Human After All
23/01/2008
You will almost certainly have solved one of these in the last month, if not dozens:

The uptake of CAPTCHAs (Completely Automated Public Turing test to tell Computers and Humans Apart) has been swift and widespread, as they offer a straightforward and directly effective method of determining whether the user is a human or a computer. Their success rests on discovering something humans are extremely good at, and computers are extremely bad at - interpreting the content of images. Until computers get better at doing this, spammers will continue struggling to overcome the CAPTHCA barrier without having to somehow involve organic brain power.

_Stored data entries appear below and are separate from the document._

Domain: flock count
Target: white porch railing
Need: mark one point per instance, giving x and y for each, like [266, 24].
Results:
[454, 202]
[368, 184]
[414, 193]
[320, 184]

It takes, on average, 10 seconds for a person to solve one before they continue submitting whatever they are submitting. Just quickly enough for it not to become too disruptive or inconvenient, so long as you don’t have to do too many. But what may only be 30 seconds a week for you, is actually 1,050,000 hours a week for mankind. The inventors, Luis von Ahn, Manuel Blum, Nicholas J. Hopper and John Langford, were worried about how much time their creation had begun wasting. Just think what could be done if a year of CAPTCHA-solving time was put to some other use, they recently thought….
Then they had a brilliant idea.
The benefit of computing limitations for spam-stopping is also a frustration for the good honest people who want to digitize the heaps and heaps of written text we cannot yet search, download or cut and paste from. OCR (Optical Character Recognition) is used to automatically render printed text as machine-editable text, and has been put to work scanning the millions and millions of pages we want to make digital. But, as Stuart will tell you from his recent experience, it’s a highly imprecise method, returning a mixture of well-rendered passages and absolute nonsense.

Enter the reCAPTHCA Project, turning 150,000 hours of wasted human labour into something dazzlingly efficient and useful. The words that computers can’t figure out when digitising texts become the CAPTCHAs, and we do what we are good at - interpret images. But wait! How will it work as a spam-filter if the makers don’t yet know what the words are?! You translate 2 words - one a designed CAPTCHA, the other a word OCR mangled somewhere. If you get the CAPATCHA right, your answer to the mangled word is returned as being correct. The same word is then given to a few other users to improve the accuracy of the result allowing everyone to help digitise the world’s written history, something otherwise predicted to take 400 years.
Well done, aren’t you clever?